Strong electronic correlations and Fermi surface reconstruction in the quasi-one dimensional iron superconductor BaFe2S3

TL;DR

This study investigates the electronic correlations and Fermi surface changes in BaFe2S3, revealing enhanced correlations at zero pressure and Fermi surface reconstruction driven by correlations, which differ from other iron superconductors.

Contribution

It provides new insights into the correlation strength and Fermi surface evolution in BaFe2S3, highlighting differences from other iron superconductors and the role of electronic correlations.

Findings

Correlations are strongly enhanced at zero pressure.

Fermi surface is reconstructed by electronic correlations.

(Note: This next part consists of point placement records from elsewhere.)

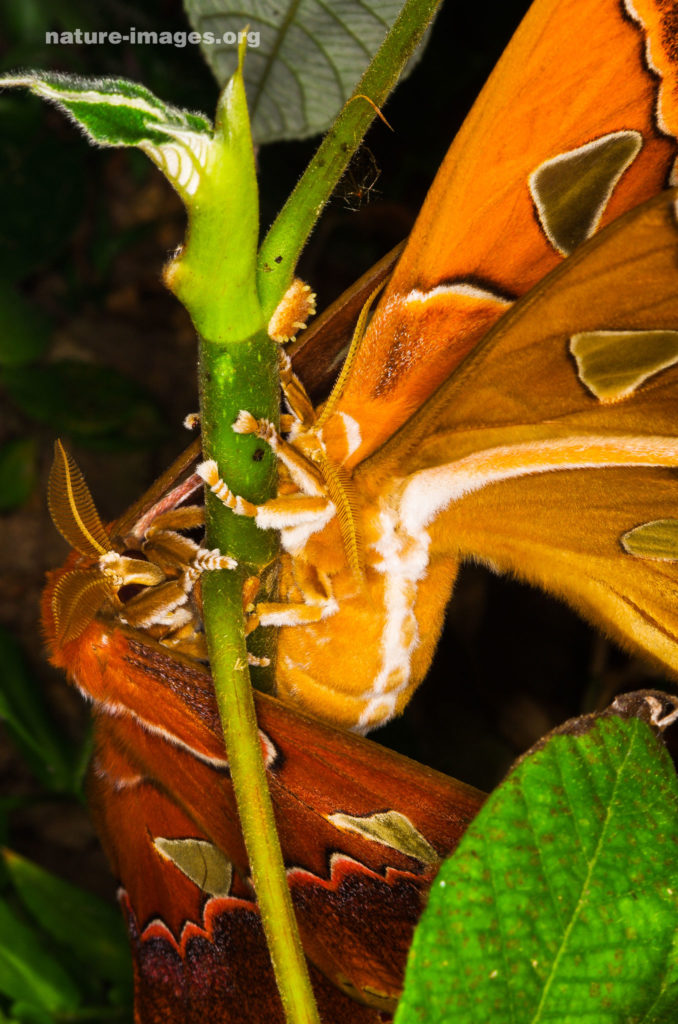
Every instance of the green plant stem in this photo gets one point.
(214, 276)
(282, 247)
(228, 662)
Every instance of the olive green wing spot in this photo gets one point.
(657, 540)
(612, 364)
(391, 828)
(201, 861)
(571, 190)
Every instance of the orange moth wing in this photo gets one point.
(577, 124)
(362, 829)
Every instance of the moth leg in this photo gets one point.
(319, 600)
(292, 312)
(278, 513)
(303, 414)
(307, 476)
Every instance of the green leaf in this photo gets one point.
(92, 929)
(25, 332)
(114, 112)
(26, 717)
(28, 972)
(17, 471)
(302, 61)
(561, 901)
(96, 404)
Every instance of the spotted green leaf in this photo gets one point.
(114, 112)
(561, 902)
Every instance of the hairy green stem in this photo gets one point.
(282, 247)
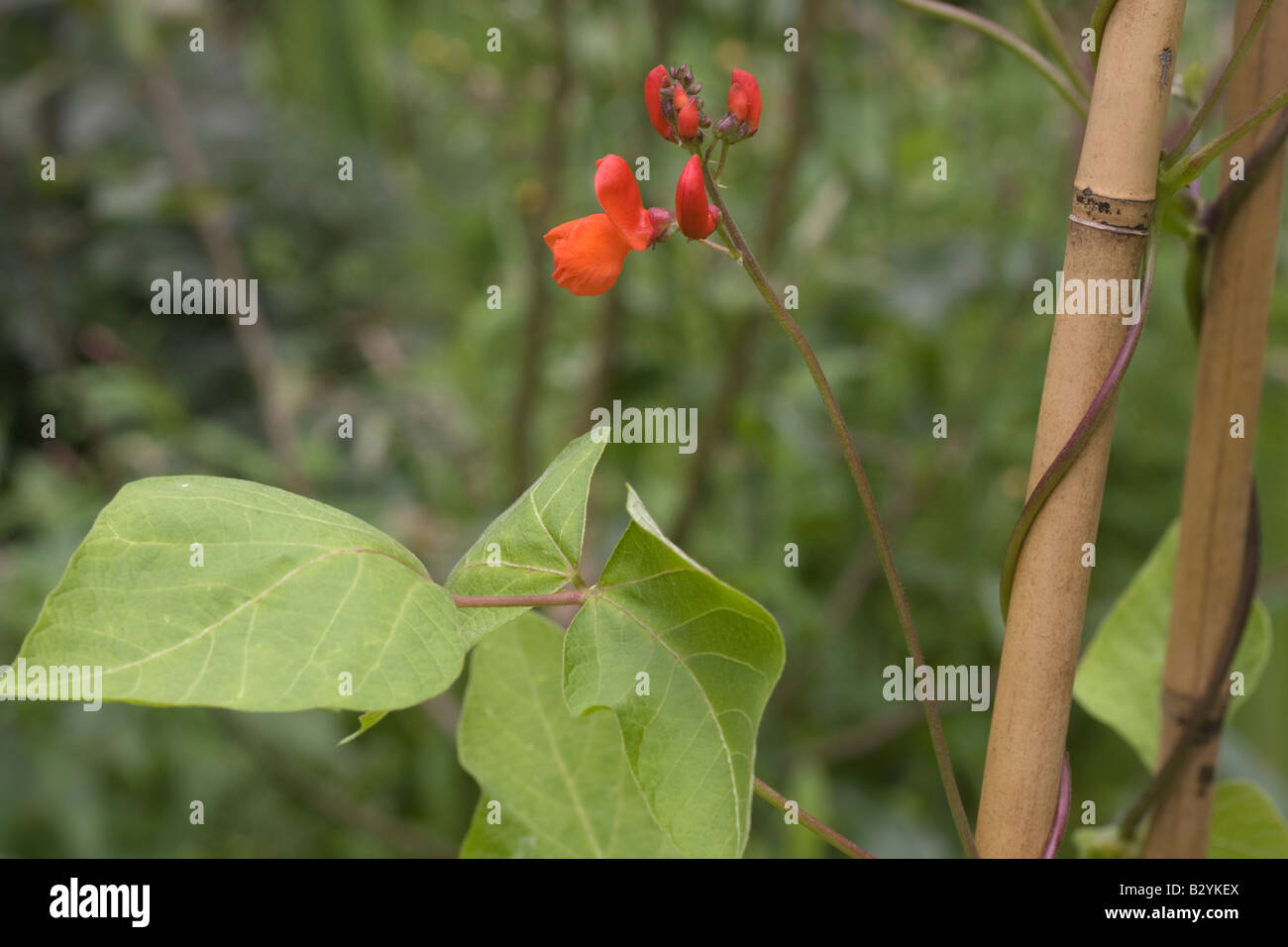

Superconductivity emerges under pressure with similar correlation strength to other iron superconductors.

Abstract

BaFe2S3 is a special iron superconductor with two-leg ladder structure which can help to unravel the role played by the electronic correlations in high-Tc superconductivity. At zero pressure it is insulating with stripe antiferromagnetic (AF) order and superconductivity emerges under pressure. We use a slave-spin technique to analyze the strength of the local correlations in BaFe2S3. We find that at the pressure at which the superconductivity appears the electronic correlations in BaFe2S3 are similar to the ones measured in other iron superconductors. However, at zero pressure the strength of the correlations is strongly enhanced, being particularly severe for the two orbitals with the largest weight at the Fermi level what invalidates nesting as the mechanism for AF. The system is not a Mott insulator at zero temperature, but these two orbitals with mass enhancements m* ~ 12-15 will become incoherent at higher temperatures. Different from what happens in other iron superconductors, at both pressures, the Fermi surface is reconstructed by the electronic correlations.